Sweat coated his forehead. Snooping was a breach of confidence. By doing this, he was crossing a line in their marriage, admitting to himself that he no longer trusted her, was suspicious of her motives, and there would be consequences to pay for his actions, if not to Rachel, then to his own conscience.
Coco had not entered the room. The little dog sat on her haunches on the threshold, and he swore that her bubble-eyed g
aze was accusatory.
“I don’t have any choice,” he said to the dog, as if the animal would tattle on him to Rachel. “I have to know what’s going on.”
The computer reached the Welcome screen. In a log-on box, the username field was populated by his wife’s first name, but the cursor blinked in the password field—which was empty.
He clicked the OK button, hoping that the system would grant him access without a password.
Please enter a password.
“Shit,” he said.
He drummed a tattoo on the desk. He had no idea what her password might be.
He glanced at Coco, typed the dog’s name, and hit Enter.
Incorrect password.
He typed his own name.
Incorrect password.
Rachel’s salon.
Incorrect password.
“Dammit, what is it then?”
He leaned backward, his weight making the chair springs squeak. He looked around the study. Gazed at her collection of dog figurines sitting on a shelf, the novels and business texts that packed the bookcase, the photograph of a sun-splashed beach standing on the corner of the desk.
Hunched forward, he began to type in anything that came to mind, combinations of numbers and letters, her birth date, their anniversary, his own birth date, the name of her favorite restaurant . . .
None of them worked.
Sighing, he spun away from the computer. His knee bumped against the desk and set a ballpoint pen rolling across the desktop. It dropped into a small trashcan.

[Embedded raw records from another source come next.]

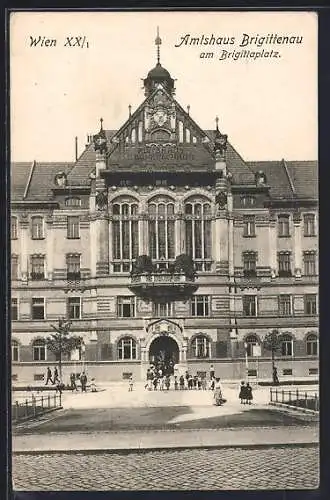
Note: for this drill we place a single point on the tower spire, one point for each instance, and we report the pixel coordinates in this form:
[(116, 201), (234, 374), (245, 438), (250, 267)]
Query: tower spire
[(158, 43)]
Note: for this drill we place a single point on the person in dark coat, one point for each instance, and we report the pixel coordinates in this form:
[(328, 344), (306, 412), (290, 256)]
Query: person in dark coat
[(249, 395), (83, 381), (242, 393), (73, 382), (56, 377), (275, 377), (49, 376)]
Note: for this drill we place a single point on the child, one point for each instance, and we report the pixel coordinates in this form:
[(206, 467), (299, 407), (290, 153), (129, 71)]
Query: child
[(242, 393)]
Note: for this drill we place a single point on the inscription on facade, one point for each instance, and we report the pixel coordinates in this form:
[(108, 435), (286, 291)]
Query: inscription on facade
[(162, 152)]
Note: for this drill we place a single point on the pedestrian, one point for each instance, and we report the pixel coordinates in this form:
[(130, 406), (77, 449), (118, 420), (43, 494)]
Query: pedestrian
[(56, 377), (49, 376), (217, 392), (83, 381), (73, 382), (249, 395), (242, 392), (93, 385)]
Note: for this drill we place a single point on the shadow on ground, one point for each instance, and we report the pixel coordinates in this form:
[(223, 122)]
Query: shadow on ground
[(123, 419)]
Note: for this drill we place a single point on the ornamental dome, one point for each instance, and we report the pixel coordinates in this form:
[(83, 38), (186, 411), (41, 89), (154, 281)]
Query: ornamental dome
[(158, 75)]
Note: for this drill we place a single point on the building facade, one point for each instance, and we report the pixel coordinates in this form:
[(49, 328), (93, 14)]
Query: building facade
[(105, 242)]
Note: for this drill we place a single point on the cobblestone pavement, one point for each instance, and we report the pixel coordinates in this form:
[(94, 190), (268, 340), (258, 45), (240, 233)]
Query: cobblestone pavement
[(195, 469)]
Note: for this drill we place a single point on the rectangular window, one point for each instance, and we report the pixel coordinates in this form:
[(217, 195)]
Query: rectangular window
[(74, 308), (249, 305), (14, 351), (37, 228), (126, 307), (73, 222), (13, 228), (249, 227), (37, 267), (200, 305), (14, 309), (309, 225), (284, 264), (309, 263), (73, 266), (284, 305), (14, 267), (250, 264), (162, 309), (38, 308), (310, 304), (283, 225)]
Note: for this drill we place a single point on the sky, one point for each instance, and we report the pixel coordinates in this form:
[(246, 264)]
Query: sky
[(267, 106)]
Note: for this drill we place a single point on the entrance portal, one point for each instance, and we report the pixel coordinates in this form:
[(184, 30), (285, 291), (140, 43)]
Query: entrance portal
[(164, 354)]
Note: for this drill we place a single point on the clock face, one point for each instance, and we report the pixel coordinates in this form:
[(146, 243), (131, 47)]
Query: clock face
[(160, 117)]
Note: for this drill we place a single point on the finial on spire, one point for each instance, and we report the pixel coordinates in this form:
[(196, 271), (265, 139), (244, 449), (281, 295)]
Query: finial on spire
[(158, 43)]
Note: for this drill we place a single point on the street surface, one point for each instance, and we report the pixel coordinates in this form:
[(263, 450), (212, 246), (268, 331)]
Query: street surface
[(194, 469)]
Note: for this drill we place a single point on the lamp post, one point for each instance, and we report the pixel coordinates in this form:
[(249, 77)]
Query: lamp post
[(246, 361)]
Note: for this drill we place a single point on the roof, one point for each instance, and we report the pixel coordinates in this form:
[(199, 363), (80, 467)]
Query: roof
[(34, 181), (289, 179)]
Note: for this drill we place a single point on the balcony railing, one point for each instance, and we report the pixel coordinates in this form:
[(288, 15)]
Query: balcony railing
[(162, 284)]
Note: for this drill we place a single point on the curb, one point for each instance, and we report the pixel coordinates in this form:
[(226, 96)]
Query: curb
[(126, 451)]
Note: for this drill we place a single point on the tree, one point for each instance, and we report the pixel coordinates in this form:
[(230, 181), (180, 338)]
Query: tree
[(272, 343), (62, 342)]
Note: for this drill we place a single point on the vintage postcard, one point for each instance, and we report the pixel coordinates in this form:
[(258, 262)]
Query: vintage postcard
[(164, 250)]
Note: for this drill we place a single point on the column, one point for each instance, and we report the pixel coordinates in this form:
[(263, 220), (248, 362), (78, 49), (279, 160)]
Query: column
[(93, 243), (272, 250), (24, 247), (50, 249), (102, 250), (297, 246), (179, 241), (230, 235)]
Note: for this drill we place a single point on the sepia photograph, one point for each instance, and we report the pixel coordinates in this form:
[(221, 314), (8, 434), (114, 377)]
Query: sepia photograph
[(164, 247)]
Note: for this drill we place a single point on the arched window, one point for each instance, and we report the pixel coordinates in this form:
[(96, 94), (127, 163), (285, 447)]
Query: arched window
[(201, 347), (126, 348), (286, 342), (13, 228), (312, 343), (39, 350), (251, 341), (14, 350), (198, 232), (125, 233), (161, 230)]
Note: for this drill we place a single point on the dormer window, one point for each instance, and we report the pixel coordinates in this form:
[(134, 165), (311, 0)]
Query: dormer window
[(73, 202)]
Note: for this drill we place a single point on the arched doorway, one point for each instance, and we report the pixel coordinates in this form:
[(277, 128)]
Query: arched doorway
[(164, 353)]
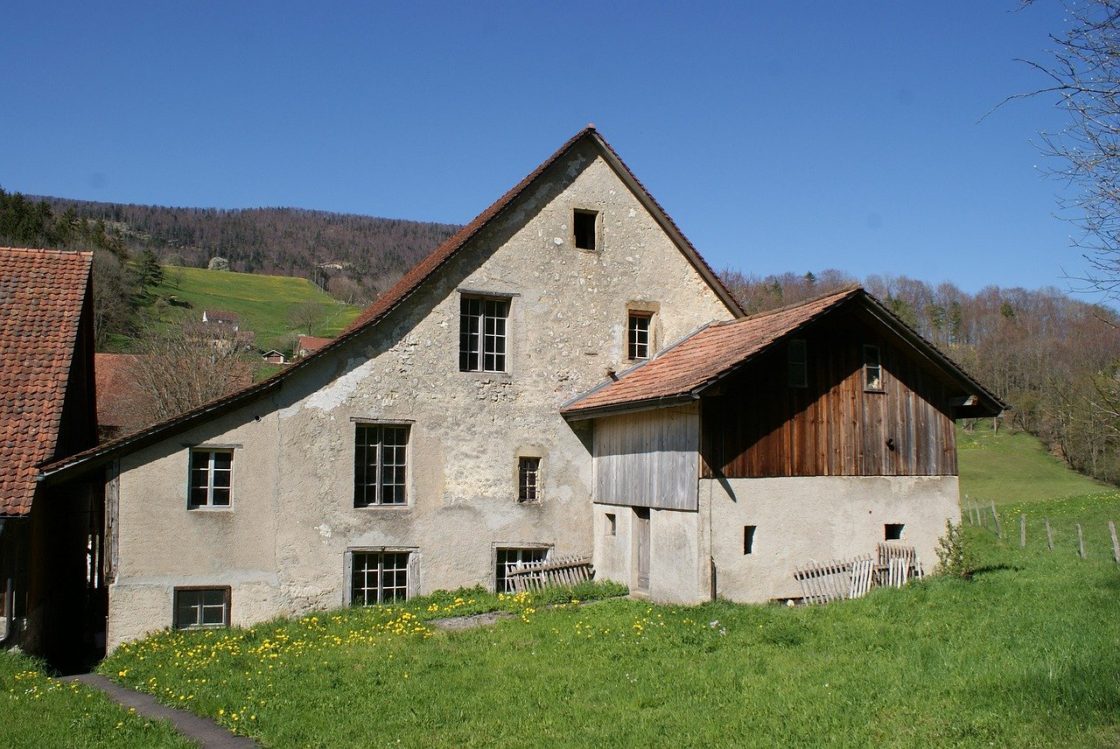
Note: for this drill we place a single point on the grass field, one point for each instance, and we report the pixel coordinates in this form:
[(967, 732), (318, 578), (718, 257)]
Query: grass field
[(37, 711), (263, 302)]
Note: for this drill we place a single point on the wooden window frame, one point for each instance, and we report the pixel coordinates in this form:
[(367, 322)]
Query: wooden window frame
[(579, 230), (379, 570), (210, 471), (873, 372), (388, 456), (798, 363), (226, 593), (529, 479), (484, 333)]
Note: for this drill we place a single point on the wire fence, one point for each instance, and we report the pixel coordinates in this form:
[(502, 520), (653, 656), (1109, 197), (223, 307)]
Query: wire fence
[(1088, 539)]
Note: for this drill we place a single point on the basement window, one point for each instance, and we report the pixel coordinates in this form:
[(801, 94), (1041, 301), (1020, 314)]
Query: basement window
[(511, 559), (202, 608), (873, 370), (798, 363), (529, 479), (584, 223)]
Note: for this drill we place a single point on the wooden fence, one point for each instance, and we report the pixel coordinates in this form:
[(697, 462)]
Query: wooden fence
[(852, 578), (563, 571), (987, 516)]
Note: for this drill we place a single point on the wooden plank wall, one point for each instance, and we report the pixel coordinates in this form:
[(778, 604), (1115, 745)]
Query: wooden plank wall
[(759, 427), (649, 459)]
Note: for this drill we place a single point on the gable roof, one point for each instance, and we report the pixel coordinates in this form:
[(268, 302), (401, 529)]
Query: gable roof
[(686, 370), (42, 296), (409, 283)]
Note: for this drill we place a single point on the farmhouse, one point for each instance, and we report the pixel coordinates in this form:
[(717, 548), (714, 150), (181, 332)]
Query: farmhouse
[(49, 539), (566, 375)]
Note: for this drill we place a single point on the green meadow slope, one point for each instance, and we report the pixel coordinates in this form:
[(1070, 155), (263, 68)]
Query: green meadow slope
[(263, 302)]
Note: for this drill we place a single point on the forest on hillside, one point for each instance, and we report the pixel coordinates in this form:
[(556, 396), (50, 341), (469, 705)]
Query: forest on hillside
[(353, 258)]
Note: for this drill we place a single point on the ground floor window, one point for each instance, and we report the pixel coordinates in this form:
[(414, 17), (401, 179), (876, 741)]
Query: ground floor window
[(506, 559), (379, 577), (202, 608)]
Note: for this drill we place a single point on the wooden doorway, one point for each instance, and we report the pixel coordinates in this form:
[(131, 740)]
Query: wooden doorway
[(642, 539)]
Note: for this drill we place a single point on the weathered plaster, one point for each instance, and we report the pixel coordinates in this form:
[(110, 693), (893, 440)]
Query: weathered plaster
[(282, 545)]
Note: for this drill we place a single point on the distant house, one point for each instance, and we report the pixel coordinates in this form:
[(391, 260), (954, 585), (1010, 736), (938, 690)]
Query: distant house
[(565, 375), (309, 345), (52, 598)]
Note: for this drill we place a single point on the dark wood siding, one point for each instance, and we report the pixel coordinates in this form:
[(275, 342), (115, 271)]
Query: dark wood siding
[(757, 426)]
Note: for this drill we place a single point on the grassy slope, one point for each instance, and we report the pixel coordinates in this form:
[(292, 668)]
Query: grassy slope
[(1025, 654), (1009, 468), (263, 302), (37, 711)]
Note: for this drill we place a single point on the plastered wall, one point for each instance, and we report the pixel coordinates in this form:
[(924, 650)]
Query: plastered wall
[(281, 546)]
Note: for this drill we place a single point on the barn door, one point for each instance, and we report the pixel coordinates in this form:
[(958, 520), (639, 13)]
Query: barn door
[(642, 535)]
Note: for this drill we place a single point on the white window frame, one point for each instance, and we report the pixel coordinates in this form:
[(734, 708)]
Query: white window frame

He reached inside the can to retrieve the pen. His fingers brushed across a crumpled piece of paper.
He pulled out the pen, and the paper. He unfurled the paper on his lap.
It appeared to be a print-out of a web page. Unfortunately, the ink cartridge had run dry while printing the document; the text was so faint it was virtually unreadable.
Joshua raised the page to the overhead light, squinted.
He could make out four words: Illinois Department of Corrections.
There was other text, but it was too pale for him to decipher.